The case was related to the way an Austrian newspaper managed cookie-based consent to access its services. The user was given the choice to access the service either without paying with a legal tender in exchange of the cookie consent or to access the site with no advertising cookies but by paying a subscription fees.

While saluted as a “good news” for online marketing, this decision is actually a cause of concern.

A cookie installed on an anonymous user is not subjected to the GDPR if the owner of the website is unable to identify the individual

Firstly, if a user is anonymous, there is no GDPR relevant processing.

A cookie can help tracking users’ activity, but as soon as the owner of the website can’t identify the individual there is no processing that falls within the scope of the GDPR.

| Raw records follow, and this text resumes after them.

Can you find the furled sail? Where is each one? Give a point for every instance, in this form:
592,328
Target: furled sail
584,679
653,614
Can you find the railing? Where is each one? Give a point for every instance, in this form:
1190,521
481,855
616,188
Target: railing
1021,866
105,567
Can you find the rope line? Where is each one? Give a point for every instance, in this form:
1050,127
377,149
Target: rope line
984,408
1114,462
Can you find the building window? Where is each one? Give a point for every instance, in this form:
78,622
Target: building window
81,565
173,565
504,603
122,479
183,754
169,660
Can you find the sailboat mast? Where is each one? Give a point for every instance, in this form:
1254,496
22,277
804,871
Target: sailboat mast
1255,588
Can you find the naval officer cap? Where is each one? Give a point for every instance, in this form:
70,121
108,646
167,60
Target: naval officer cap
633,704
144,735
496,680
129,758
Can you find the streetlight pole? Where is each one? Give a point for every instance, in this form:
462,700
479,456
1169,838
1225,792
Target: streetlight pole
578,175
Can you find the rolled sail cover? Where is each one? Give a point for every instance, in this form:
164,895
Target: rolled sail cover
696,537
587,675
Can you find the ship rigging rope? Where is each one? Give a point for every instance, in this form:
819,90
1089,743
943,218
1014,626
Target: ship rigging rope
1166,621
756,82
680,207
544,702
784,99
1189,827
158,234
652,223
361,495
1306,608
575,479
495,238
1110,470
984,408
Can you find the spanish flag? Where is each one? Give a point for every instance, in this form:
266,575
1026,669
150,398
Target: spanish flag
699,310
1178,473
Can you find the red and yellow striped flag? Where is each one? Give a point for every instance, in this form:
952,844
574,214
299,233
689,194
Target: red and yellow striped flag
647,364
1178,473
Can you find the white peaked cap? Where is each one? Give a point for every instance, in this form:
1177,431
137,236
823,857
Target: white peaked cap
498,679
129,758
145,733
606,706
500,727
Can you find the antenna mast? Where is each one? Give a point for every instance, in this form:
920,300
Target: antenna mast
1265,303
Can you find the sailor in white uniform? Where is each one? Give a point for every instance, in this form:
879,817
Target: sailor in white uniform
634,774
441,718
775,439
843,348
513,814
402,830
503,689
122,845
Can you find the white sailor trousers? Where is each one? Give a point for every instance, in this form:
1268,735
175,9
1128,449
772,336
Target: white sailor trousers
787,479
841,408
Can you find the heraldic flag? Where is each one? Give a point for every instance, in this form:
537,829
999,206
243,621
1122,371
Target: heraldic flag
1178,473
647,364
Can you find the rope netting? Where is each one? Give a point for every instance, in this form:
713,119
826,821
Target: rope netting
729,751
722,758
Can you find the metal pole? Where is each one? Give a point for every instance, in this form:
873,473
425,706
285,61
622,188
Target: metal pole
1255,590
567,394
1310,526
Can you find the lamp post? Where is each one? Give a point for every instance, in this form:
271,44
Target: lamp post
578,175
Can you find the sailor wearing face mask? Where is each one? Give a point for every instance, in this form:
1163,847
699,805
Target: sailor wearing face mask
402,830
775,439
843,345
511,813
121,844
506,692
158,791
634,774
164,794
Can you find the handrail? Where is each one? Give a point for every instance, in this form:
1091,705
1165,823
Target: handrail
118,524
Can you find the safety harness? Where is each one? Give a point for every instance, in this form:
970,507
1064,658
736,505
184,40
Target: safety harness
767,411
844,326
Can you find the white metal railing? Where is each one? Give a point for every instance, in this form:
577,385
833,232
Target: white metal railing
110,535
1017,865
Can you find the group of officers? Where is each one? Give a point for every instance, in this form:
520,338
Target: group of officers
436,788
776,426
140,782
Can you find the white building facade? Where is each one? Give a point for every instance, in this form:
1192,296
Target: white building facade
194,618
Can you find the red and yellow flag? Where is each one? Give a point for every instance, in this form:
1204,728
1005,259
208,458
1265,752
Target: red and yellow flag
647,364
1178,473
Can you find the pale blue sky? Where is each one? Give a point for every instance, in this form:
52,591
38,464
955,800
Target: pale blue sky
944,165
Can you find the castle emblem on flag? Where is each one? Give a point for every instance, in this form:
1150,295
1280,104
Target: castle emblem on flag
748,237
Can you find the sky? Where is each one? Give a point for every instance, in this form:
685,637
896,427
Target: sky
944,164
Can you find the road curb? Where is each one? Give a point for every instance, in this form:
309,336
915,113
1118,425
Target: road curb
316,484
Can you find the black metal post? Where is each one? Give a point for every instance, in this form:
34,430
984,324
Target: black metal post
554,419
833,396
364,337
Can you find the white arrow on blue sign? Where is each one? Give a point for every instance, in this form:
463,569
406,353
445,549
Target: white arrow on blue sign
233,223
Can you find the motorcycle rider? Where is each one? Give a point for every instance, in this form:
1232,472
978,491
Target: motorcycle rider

There are no danger for freedom and other fundamental rights of the individual

Secondly, even if we were talking about identified individuals the involved data are of almost insignificant danger for “freedom and fundamental rights”. Therefore – in the
balancement judgement that the GDPR requires – the scale should have favoured the
newspaper .

It is not a power of a Data Protection Authority to decide what is matter of contract law and what is not, as this is a task for the Court

Thirdly, an administrative authority cannot have the power to invade the
jurisdiction of a Court by saying what can be done and what cannot in
contractual matters.

To power to assert or limit a right – especially a fundamental right – is an exclusive prerogative of a Court and cannot, even indirectly, be hold by an authority of a lesser degree.


While, on a short term, this Austrian DPA decision can be pragmatically exploited to get rid of the GDPR consent provisions, on the long term it reinforces the notion that processing of personal data can actually be part of an agreement, therefore weakening its status as a fundamental right.